El circuíto turístico del Noroeste de Argentina lo componen 5 provincias: La Rioja, Catamarca, Tucumán, Salta y Jujuy. Cada una de ellas tiene su propio actractivo, La Rioja y el Cañón del Talampaya, Catamarca y sus fértiles valles, Tucumán y las Ruinas de los Indios Quilmes, Salta y los Valles Calchaquíes y Jujuy con la Quebrada de Humahuaca. Los viajes al Noroeste nos regalan espectaculares contrastes donde la naturaleza muestra sus extremos más disímiles: áridos desiertos y selvas exuberantes.
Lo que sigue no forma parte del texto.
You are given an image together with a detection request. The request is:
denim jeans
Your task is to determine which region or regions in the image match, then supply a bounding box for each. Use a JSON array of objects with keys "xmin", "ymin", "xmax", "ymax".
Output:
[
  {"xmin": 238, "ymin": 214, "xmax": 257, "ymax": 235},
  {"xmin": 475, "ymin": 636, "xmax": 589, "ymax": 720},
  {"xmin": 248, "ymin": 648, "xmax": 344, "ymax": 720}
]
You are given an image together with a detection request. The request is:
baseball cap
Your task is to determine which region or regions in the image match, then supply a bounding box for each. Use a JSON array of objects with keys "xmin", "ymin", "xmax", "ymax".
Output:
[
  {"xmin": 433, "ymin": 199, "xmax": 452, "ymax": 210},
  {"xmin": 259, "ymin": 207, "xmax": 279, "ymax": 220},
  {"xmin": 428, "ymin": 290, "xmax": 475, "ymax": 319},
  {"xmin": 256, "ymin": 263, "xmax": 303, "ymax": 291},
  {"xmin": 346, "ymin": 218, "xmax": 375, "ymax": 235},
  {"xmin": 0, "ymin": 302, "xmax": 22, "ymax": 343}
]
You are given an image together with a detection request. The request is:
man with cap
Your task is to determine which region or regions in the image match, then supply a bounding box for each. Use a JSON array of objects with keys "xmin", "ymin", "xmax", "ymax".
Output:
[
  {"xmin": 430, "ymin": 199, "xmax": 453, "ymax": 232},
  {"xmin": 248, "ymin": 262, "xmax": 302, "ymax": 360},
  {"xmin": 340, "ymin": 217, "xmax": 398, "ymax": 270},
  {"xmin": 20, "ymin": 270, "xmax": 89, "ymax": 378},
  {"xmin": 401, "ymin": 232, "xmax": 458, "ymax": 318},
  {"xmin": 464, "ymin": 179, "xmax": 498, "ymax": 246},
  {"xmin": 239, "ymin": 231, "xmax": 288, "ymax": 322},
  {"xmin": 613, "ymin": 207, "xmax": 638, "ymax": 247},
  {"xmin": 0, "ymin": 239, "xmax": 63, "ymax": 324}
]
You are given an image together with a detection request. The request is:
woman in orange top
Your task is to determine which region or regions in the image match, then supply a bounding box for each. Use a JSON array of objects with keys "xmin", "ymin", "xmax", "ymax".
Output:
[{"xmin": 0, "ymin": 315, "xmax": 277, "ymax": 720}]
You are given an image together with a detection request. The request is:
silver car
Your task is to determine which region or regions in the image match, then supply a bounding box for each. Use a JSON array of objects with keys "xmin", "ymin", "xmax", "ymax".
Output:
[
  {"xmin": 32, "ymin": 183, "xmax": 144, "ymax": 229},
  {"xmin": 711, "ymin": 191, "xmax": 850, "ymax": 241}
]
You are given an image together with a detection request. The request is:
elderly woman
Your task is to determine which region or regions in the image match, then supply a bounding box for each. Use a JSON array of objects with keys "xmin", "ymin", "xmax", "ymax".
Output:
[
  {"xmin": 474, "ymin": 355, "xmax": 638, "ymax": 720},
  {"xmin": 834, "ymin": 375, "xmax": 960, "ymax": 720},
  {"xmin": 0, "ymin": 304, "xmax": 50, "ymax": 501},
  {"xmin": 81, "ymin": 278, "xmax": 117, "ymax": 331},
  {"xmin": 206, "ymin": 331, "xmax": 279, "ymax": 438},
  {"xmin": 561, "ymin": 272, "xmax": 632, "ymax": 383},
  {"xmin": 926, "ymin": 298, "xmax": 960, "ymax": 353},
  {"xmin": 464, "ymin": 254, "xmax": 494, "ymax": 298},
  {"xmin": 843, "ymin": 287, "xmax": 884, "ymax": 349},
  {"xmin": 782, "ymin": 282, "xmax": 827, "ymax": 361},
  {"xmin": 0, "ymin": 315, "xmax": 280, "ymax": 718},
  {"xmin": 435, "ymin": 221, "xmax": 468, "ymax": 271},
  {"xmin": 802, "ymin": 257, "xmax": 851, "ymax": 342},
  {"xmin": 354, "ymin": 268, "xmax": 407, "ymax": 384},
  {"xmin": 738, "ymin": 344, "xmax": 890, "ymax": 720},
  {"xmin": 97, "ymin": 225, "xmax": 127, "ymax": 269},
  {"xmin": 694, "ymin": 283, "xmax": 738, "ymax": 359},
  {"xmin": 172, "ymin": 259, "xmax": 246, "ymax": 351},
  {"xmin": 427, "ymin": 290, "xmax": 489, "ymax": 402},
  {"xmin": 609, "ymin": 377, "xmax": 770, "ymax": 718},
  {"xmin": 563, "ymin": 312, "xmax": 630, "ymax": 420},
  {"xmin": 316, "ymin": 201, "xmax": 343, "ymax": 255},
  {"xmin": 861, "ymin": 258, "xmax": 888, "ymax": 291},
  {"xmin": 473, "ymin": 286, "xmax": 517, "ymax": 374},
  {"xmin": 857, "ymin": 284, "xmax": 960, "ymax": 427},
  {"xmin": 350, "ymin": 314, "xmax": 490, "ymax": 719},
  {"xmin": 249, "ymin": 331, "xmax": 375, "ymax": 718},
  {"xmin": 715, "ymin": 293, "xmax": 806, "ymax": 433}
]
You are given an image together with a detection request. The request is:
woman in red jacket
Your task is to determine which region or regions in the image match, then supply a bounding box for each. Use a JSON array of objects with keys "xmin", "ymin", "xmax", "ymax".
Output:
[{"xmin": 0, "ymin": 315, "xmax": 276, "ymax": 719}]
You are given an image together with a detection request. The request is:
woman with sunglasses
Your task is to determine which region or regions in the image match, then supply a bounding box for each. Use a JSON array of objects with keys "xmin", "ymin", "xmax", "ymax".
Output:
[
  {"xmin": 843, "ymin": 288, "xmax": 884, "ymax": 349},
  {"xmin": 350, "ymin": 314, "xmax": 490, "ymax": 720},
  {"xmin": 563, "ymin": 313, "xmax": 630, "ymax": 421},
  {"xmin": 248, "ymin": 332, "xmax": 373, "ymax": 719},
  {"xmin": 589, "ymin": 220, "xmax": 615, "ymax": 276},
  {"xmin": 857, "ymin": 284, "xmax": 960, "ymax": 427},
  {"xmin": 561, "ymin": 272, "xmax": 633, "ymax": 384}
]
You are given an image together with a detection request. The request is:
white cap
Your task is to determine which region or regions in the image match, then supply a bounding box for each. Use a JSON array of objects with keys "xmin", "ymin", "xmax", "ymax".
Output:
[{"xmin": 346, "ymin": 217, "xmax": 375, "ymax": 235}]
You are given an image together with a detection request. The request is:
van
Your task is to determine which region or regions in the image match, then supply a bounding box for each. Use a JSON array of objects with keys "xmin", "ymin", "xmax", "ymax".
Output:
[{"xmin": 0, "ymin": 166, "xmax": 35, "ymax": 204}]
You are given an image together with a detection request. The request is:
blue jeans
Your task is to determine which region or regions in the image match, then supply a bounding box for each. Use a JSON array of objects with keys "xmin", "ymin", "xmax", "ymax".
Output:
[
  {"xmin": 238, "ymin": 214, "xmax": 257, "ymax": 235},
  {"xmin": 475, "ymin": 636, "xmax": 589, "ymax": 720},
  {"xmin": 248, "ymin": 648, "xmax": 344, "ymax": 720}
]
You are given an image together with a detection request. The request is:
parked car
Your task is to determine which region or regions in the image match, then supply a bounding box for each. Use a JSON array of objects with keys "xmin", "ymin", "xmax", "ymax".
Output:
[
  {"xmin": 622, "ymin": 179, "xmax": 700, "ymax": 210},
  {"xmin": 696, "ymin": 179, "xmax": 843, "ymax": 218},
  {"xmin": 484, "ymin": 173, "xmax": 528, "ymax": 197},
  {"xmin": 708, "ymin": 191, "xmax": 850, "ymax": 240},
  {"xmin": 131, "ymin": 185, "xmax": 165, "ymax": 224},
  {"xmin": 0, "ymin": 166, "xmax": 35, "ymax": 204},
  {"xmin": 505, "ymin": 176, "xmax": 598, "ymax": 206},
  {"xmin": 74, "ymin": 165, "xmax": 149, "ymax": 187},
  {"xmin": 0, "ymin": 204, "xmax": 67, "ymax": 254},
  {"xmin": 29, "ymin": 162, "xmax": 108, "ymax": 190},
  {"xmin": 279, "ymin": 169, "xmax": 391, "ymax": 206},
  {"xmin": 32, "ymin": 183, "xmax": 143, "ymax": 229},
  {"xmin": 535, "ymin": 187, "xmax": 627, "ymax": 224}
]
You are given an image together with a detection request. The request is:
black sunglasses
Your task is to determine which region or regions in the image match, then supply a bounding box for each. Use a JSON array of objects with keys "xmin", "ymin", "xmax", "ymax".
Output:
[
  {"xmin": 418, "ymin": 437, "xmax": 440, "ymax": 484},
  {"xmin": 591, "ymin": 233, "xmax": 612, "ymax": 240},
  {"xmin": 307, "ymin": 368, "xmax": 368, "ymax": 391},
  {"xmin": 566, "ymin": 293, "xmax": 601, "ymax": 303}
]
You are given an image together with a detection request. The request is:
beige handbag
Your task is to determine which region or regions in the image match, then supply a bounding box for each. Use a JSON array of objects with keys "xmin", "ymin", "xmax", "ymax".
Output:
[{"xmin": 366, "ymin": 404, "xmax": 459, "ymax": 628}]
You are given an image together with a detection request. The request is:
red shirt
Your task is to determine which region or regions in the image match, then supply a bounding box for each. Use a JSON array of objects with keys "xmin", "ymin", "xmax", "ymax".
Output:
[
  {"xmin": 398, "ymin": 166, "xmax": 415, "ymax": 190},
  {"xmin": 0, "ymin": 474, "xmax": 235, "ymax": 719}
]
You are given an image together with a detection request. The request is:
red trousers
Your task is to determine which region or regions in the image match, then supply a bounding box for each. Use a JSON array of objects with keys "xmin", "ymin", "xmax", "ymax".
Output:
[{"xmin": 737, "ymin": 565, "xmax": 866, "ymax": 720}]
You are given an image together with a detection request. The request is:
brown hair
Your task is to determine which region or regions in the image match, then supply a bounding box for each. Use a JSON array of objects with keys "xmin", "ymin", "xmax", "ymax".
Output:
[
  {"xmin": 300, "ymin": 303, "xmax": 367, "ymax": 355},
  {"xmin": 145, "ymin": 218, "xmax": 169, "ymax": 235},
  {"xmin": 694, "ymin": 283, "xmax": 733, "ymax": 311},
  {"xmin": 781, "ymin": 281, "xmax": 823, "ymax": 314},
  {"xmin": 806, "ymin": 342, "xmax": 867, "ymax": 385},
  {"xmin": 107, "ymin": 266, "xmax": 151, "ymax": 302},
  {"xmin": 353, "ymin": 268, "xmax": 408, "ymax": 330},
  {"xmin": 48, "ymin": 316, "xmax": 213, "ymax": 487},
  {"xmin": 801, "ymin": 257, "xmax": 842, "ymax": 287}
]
Descubrimos tradiciones arraigadas donde la idiosincrasia de la gente fue forjada por el ancestral legado indígena y coloridas festividades donde las expresiones religiosas y el culto a la Pachamama integran la vida diaria de los pueblos.

La Rioja y Catamarca son tierras de cumbres y llanuras, con grandes recursos hídricos, extensos olivares, viñedos y las plantaciones de nogal tiñen los oasis agrícolas que salpican la vastedad de los valles. Ambas provincias presentan magníficos escenarios naturales, pueblitos cargados de historia y ciudades abundantes en templos esbeltos y museos que atesoran valiosos patrimonios culturales. Como punta de partida, La Rioja es la puerta a los "Pueblos de la Costa", a las imponentes montañas del oeste y a las agrestes tierras del sur. Catamarca es la Capital de los Valles. Observamos la imponencia de elevados cordones montañosos junto a una series de recónditos oasis agrícolas sobre un suelo árido y vestigios del legado indígena junto a ríos que descienden de las montañas nos acompañan en el viaje por las tierras catamarqueñas donde el pasado aborigen a dejado su impronta.
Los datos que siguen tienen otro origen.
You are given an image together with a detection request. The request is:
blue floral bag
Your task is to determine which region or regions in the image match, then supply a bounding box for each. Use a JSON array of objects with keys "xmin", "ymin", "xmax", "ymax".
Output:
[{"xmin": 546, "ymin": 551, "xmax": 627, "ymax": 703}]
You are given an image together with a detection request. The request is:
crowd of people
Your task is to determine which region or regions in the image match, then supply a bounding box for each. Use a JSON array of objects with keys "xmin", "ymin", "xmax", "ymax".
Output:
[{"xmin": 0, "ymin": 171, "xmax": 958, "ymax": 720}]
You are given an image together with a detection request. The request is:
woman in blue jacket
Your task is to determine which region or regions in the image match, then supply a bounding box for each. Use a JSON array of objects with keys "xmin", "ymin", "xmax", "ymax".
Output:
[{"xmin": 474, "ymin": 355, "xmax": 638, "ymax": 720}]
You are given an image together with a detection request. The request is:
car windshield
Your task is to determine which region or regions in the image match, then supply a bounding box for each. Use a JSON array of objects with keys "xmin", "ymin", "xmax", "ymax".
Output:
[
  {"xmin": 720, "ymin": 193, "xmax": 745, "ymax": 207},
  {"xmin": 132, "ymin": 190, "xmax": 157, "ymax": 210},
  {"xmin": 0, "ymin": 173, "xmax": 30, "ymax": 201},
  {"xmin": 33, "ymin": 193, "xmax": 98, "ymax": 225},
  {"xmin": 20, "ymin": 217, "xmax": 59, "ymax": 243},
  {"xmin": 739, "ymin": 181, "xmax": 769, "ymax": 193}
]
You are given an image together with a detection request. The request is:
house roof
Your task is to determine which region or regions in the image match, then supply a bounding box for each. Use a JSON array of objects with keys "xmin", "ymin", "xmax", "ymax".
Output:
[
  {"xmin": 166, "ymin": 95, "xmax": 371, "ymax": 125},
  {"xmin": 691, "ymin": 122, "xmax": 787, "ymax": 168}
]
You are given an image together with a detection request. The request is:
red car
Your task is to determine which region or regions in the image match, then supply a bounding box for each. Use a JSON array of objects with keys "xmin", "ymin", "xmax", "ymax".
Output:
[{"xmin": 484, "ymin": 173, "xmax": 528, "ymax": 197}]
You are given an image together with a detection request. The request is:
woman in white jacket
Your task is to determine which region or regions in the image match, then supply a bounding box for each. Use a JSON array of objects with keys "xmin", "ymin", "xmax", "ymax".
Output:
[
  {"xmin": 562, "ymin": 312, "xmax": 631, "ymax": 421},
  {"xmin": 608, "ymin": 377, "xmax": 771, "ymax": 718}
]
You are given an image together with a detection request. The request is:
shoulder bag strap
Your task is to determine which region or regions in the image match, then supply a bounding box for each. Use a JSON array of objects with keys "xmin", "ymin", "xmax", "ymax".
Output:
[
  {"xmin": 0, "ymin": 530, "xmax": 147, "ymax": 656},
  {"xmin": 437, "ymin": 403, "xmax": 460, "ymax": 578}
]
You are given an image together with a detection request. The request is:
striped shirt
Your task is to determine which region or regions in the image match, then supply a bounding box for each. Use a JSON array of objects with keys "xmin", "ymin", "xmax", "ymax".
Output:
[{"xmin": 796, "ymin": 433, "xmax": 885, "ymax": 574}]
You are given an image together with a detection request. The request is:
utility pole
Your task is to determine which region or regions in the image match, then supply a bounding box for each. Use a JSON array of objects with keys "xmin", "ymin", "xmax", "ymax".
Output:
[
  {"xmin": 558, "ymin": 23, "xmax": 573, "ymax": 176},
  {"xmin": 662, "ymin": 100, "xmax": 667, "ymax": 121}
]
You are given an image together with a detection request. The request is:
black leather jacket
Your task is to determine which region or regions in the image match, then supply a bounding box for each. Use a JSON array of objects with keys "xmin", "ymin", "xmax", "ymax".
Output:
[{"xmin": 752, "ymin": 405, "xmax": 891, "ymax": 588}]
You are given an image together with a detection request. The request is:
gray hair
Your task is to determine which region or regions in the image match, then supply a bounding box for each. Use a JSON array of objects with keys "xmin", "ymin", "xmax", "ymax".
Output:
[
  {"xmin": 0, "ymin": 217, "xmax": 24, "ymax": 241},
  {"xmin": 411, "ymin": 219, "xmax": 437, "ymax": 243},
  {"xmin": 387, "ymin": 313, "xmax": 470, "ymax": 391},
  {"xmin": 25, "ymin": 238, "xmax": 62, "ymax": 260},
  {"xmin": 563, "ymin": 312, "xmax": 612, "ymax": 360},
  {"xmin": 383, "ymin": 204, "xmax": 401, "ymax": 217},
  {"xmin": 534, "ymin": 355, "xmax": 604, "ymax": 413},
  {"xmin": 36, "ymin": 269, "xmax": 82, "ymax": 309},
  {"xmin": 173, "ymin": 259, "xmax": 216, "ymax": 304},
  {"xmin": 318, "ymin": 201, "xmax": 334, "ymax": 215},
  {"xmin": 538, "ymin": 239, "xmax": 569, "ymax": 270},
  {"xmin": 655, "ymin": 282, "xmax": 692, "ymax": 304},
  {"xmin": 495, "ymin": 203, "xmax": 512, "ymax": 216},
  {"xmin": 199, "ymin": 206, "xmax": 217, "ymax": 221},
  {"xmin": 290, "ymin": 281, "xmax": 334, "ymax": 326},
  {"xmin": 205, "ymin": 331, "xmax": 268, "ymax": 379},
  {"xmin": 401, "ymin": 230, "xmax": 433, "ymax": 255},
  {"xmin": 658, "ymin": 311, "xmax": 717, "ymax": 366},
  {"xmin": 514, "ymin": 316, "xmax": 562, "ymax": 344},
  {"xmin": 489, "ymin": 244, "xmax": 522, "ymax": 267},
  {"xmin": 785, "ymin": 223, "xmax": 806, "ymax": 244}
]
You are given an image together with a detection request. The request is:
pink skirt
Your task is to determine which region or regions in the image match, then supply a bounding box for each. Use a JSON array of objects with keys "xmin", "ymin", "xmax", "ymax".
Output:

En Tucumán se combina de manera fascinante la historia y la naturaleza. Ruinas indígenas milenarias, ciudades del siglo XVI, testimonios de la presencia jesuita y la Declaración de la independencia Argentina. Todo esto enmarcado por los paisajes de la Puna, la exuberante selva subtropical, los extensos territorios de cultivo de caña de azúcar y los cordones montañosos del Aconquija. El legado de las culturas indígenas prehispánicas se funde con la arraigada tradición criolla.
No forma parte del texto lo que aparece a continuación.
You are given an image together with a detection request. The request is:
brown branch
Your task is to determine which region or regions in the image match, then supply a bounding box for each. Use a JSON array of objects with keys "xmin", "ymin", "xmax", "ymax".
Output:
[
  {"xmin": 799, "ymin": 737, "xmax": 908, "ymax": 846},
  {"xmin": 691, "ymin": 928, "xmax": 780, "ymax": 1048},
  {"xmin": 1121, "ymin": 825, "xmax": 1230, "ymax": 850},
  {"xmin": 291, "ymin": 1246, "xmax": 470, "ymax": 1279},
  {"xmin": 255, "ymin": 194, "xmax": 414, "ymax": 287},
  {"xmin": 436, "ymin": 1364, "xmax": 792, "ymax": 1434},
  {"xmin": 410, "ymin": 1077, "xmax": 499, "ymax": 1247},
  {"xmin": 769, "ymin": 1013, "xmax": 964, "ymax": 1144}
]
Salta y Jujuy, son el corazón del Noroeste Argentino, presentan una diversidad de ambientes naturales, se mezclan llanuras, desiertos, selvas tropicales y valles fértiles. Allí la árida fisonomía de los Valles Calchaquíes, la Quebrada de Humahuaca y la Puna, son la postal sobresaliente de una región que denota estar muy lejos, pero que está a nuestros pies, donde el Tren a las nubes permite soñarla y descubrirla al máximo. Donde las vicuñas, llamas y cardones muestran una fauna digna de observación y las bodegas despiertan un interés especial por su calidad internacional.